Closing the biodiversity finance gap this decade

196 governments agreed to put nature back on track with the adoption of the Kunming-Montreal Global Biodiversity Framework (GBF) in December 2022. The GBF identifies a funding gap of $700 billion a year needed to halt and reverse the biodiversity loss. To fill that gap, commitments were made to increase finance from all sources public, private, domestic, international including by aligning existing economic structure with nature.

The 10 Point Plan is a trans-continental initiative which aims to raise the political profile of the need to finance nature, as well as build mutual trust and understanding around a common political vision.
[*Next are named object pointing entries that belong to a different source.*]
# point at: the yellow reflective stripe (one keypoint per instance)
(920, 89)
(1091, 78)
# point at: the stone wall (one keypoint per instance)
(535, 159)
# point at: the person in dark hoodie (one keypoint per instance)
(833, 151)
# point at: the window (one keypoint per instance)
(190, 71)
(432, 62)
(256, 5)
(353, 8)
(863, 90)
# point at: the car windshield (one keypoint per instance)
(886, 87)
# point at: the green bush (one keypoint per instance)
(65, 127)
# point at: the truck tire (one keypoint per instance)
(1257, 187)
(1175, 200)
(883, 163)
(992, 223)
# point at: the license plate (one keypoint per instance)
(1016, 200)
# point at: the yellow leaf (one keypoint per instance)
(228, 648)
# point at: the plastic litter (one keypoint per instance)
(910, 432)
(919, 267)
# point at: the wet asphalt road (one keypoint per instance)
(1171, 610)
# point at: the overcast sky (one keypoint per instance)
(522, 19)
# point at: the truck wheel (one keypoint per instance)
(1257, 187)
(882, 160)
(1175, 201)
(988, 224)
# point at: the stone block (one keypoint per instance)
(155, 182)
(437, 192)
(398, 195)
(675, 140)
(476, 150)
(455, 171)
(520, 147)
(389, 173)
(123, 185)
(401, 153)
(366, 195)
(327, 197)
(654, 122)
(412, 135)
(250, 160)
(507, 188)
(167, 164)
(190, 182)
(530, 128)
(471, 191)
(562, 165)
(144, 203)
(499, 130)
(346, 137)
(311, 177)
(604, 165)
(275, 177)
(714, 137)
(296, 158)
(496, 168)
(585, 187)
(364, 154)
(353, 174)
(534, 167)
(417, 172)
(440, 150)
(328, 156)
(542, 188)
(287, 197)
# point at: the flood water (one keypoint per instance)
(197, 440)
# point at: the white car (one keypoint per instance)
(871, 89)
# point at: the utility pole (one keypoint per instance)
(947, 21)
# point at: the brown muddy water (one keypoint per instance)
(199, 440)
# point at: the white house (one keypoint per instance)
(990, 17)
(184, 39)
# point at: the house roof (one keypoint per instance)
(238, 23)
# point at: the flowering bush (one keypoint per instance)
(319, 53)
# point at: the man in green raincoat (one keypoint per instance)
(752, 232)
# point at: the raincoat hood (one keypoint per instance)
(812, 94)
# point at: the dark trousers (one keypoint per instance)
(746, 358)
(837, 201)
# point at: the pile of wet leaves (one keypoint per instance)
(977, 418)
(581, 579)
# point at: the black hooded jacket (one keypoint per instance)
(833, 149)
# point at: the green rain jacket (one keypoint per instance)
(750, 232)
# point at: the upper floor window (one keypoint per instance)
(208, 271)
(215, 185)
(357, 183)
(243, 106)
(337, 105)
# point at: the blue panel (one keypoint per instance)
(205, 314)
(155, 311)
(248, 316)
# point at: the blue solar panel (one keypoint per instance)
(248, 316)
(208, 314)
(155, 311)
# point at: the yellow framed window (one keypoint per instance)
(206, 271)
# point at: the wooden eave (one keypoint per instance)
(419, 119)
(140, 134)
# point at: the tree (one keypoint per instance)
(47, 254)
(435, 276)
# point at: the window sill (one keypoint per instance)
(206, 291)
It signals the need at the highest political level to ratchet ambition from all countries and private actors to close the biodiversity funding gap by both mobilizing at least $200 billion per year in biodiversity-related funding from all sources; and by ending or repurposing $500 billion worth of harmful subsidies per year by 2030. Wide global endorsement sends a strong signal of shared ambition and solidarity from governments across the world to end the destruction of nature, and support a nature positive future.

The 10 Point Plan was formulated based on a set of global principles of cooperation to foster a just transition to a nature positive future and build synergies between tackling climate change and biodiversity loss.

The 10 points identified cut across all finance flows needed to fill the nature finance gap, and set out a comprehensive roadmap to achieve the goals of the Global Biodiversity Framework.